Reilly’s Irish Tavern
The Londoner Pub
Moving on from pub grub, there’s a handful of Asian eateries that may provide the perfect break from local or Euro fare. Everything sounded promising at Juancho Ming, until the chalky Gaochii dumplings (35) were tried. The arroz frito (55) and chao fun noodles (45) are fairly standard.
You can get a good dose of barbecue at Pappy’s BBQ. Start with some local craft beers and then move on to smoked whisky bbq wings, St. Luis ribs, Southern pulled pork and all the usual sides.
For the ultimate típico Guatemalan food experience, look no further than Cuevita de los Urquizú. Its small shopfront displays an array of stoneware pots containing slow-cooked meat stews which include turkey, chicken and beef plus beef tongue, tripe and pig face for the more adventurous. Plenty of non-meat options, as well. For 80Q you can choose one protein and two sides. Tortillas are included.
Quevita de los Urquizu
The #249 bus runs frequently from the main stop in Juayúa to Sonsonate Terminal. Jump onboard and wait for it to fill before it departs. Cost is 50¢ per person and it takes an hour.

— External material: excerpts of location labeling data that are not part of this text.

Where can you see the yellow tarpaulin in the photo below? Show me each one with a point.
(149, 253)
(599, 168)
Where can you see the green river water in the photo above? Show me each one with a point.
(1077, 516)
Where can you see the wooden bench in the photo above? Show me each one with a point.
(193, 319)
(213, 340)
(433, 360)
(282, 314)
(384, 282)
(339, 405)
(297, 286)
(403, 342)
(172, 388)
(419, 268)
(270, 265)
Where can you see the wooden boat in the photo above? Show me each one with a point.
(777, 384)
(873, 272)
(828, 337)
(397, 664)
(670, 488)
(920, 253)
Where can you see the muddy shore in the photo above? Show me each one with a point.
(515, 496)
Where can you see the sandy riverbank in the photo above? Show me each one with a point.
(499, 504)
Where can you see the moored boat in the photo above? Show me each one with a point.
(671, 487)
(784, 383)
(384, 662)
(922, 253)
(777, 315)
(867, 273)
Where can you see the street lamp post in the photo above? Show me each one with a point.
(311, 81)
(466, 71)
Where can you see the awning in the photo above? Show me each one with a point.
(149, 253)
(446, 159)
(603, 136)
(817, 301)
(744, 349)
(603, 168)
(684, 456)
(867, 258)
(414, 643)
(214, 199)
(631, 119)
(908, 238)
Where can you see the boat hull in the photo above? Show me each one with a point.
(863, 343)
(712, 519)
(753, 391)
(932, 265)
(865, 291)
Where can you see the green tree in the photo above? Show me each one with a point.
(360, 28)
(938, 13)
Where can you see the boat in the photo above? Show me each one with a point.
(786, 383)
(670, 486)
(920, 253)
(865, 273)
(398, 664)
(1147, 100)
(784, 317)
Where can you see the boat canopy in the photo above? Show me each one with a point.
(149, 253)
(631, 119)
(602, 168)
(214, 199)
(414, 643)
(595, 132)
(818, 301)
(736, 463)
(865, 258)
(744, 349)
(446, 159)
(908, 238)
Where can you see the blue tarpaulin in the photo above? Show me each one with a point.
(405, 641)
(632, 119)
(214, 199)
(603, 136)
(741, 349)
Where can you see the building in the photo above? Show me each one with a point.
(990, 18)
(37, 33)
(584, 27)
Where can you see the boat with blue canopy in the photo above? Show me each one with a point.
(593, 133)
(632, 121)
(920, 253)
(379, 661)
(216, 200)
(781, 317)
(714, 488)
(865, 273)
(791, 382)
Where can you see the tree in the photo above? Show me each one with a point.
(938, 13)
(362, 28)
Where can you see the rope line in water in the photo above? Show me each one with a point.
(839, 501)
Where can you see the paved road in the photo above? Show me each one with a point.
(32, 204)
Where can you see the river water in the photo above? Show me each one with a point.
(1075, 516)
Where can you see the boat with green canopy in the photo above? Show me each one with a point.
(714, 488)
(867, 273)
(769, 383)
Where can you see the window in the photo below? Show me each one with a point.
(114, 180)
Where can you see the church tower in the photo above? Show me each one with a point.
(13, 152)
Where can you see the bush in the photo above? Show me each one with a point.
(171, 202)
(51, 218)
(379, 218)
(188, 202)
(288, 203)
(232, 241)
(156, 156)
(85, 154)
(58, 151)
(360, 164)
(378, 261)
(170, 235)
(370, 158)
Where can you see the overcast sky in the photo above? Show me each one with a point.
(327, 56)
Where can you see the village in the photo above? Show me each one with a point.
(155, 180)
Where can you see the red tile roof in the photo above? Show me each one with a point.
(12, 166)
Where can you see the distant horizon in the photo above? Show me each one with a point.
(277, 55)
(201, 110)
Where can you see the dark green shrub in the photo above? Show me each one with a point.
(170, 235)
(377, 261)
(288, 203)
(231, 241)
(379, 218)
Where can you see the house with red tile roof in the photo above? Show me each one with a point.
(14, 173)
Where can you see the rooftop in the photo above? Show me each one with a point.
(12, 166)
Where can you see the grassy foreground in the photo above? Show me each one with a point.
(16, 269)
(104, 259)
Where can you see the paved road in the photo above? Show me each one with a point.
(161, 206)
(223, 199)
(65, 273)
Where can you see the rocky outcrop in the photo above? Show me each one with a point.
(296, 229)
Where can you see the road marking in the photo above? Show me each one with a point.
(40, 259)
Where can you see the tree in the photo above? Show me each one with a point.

From Sonsonate get bus #259 to La Hachdura (Frontera – border bus). Cost is 90¢ per person and it takes 1½ hrs.
Once you cross the border, walk over the bridge after El Salvador customs. Get a stamp on the Guatemalan side, then grab the bus that goes to Esquintla. Ask a local and they’ll point where the bus is, or check my map. Cost is 50Q per person and it takes 3 hrs.
Get off at the stop on the corner of Calle 9 & CA-9, walk about 30 metres to the corner by the convenience store and wait for a bus that goes to Antigua. Cost is 8Q per person and it takes 1 hr. Check map for bus stop locations.